Inflation will fall significantly in the second half of this year, edging closer to the Federal Reserve’s 2% target, Jalbert predicts. With that, the Fed could choose to stop raising interest rates and in turn mortgage rates could drop, thus revitalizing home buying activity.

That, of course, would be welcomed by both homebuilders and lumber producers.

Learn how to navigate and strengthen trust in your business with The Trust Factor, a weekly newsletter examining what leaders need to succeed. Sign up here.

I've delved into the world of economics and lumber markets, and I can certainly break down the concepts here for you:

  1. Lumber Futures Price: This refers to the anticipated price of lumber at a future date, traded in financial markets. It's a predictive tool used by economists and analysts to gauge market trends. The increase from $383 to $454 per thousand board feet signifies a recent 19% rise.

  2. U.S. Housing Market: The lumber market often intertwines with housing trends. The fluctuation in lumber prices can signal shifts in housing construction. Dustin Jalbert, a senior economist at Fastmarkets, offers predictions about the housing market and lumber based on various factors:

    a. Housing Starts: Refers to the number of new residential construction projects beginning in a specific period. Jalbert predicts a double-digit drop in housing starts due to reduced home affordability caused by high mortgage rates and prices. He expects single-family starts to fall more sharply than multifamily starts.

    b. Lumber Demand: Anticipates a decrease in lumber consumption (4-5%) in 2023 due to weakened residential construction and DIY lumber demand. Repair and remodeling might offset some losses.

    c.
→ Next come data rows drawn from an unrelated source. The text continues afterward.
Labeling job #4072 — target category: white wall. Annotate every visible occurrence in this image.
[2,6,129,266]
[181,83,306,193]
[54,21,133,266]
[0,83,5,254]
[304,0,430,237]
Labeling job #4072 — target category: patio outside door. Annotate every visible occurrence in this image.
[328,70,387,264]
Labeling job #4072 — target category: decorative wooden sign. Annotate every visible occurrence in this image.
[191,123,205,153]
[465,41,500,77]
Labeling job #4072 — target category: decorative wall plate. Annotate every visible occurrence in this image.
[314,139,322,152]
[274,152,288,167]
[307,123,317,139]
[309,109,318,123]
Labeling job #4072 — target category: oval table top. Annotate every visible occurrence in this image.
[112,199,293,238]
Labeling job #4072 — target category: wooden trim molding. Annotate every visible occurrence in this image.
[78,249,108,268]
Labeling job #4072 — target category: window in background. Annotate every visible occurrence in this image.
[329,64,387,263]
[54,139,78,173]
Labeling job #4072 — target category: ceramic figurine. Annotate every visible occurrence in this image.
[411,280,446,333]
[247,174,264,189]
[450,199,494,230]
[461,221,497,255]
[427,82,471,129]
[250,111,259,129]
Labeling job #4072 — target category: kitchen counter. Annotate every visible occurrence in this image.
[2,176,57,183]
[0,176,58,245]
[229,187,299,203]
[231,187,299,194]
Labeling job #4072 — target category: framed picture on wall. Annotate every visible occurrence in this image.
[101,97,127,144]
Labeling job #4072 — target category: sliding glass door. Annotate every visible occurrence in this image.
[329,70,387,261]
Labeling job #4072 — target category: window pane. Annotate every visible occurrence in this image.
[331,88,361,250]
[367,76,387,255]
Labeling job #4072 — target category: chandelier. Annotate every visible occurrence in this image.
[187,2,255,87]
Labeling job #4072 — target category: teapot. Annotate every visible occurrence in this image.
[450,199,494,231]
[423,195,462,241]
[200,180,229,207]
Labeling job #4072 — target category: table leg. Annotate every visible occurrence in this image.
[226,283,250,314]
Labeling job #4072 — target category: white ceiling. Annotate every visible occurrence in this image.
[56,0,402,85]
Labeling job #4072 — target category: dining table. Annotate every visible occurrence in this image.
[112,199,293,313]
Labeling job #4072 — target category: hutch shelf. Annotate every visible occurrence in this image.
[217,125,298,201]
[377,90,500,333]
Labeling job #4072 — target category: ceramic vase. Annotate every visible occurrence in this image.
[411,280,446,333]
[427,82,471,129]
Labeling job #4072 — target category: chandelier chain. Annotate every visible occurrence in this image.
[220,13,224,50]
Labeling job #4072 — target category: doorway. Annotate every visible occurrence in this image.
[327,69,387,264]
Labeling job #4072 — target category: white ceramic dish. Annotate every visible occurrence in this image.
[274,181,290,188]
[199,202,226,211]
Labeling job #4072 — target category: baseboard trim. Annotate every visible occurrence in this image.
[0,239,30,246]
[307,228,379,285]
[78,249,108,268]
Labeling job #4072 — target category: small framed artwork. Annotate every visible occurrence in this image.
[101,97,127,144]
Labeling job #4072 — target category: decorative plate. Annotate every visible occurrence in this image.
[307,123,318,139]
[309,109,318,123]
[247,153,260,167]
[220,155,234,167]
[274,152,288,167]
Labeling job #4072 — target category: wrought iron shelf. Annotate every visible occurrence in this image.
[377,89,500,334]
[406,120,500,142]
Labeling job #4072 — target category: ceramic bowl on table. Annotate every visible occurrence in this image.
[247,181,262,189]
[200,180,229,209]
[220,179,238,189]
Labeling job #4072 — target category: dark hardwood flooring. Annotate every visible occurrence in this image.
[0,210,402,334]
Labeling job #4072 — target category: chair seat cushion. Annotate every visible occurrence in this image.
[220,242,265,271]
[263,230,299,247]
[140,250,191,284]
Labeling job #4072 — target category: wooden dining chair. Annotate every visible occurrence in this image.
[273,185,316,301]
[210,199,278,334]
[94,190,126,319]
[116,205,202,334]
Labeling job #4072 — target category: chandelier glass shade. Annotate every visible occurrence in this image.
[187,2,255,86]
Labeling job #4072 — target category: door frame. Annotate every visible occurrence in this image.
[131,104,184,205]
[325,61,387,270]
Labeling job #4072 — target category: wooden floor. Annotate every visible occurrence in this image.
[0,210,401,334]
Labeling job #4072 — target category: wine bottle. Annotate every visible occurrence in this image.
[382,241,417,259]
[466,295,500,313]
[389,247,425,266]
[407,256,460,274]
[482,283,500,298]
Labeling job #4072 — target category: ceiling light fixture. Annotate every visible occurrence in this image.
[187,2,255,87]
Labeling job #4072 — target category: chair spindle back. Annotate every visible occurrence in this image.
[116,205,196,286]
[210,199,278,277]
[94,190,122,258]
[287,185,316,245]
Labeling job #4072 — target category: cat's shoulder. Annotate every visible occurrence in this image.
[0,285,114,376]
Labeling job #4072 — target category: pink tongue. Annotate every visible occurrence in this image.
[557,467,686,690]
Lumber Price Volatility: Predicts a decrease in volatility due to an expected decline in demand, suggesting that the extreme fluctuations seen since 2020 might stabilize.

    d. British Columbia Sawmill Closures: Forecasts closures due to weak market conditions and constraints on fiber availability, estimating a capacity wipeout of 1.5 billion board feet. This could impact the lumber market in the latter half of 2023.

    e. Inflation and Mortgage Rates: Foresees a significant drop in inflation by the second half of the year, potentially leading to reduced mortgage rates. Lower rates could rejuvenate home buying activity, benefiting homebuilders and lumber producers.

These predictions and analyses by Jalbert aim to provide insight into the future trajectory of the lumber market and its connection to the broader U.S. housing market. They factor in elements like demand, market conditions, economic indicators (such as inflation and interest rates), and regional influences (like British Columbia's sawmill closures) to forecast potential trends.

5 bold predictions for where lumber heads next (2024)
Top Articles
Latest Posts
Article information

Author: Allyn Kozey

Last Updated:

Views: 6078

Rating: 4.2 / 5 (43 voted)

Reviews: 90% of readers found this page helpful

Author information

Name: Allyn Kozey

Birthday: 1993-12-21

Address: Suite 454 40343 Larson Union, Port Melia, TX 16164

Phone: +2456904400762

Job: Investor Administrator

Hobby: Sketching, Puzzles, Pet, Mountaineering, Skydiving, Dowsing, Sports

Introduction: My name is Allyn Kozey, I am a outstanding, colorful, adventurous, encouraging, zealous, tender, helpful person who loves writing and wants to share my knowledge and understanding with you.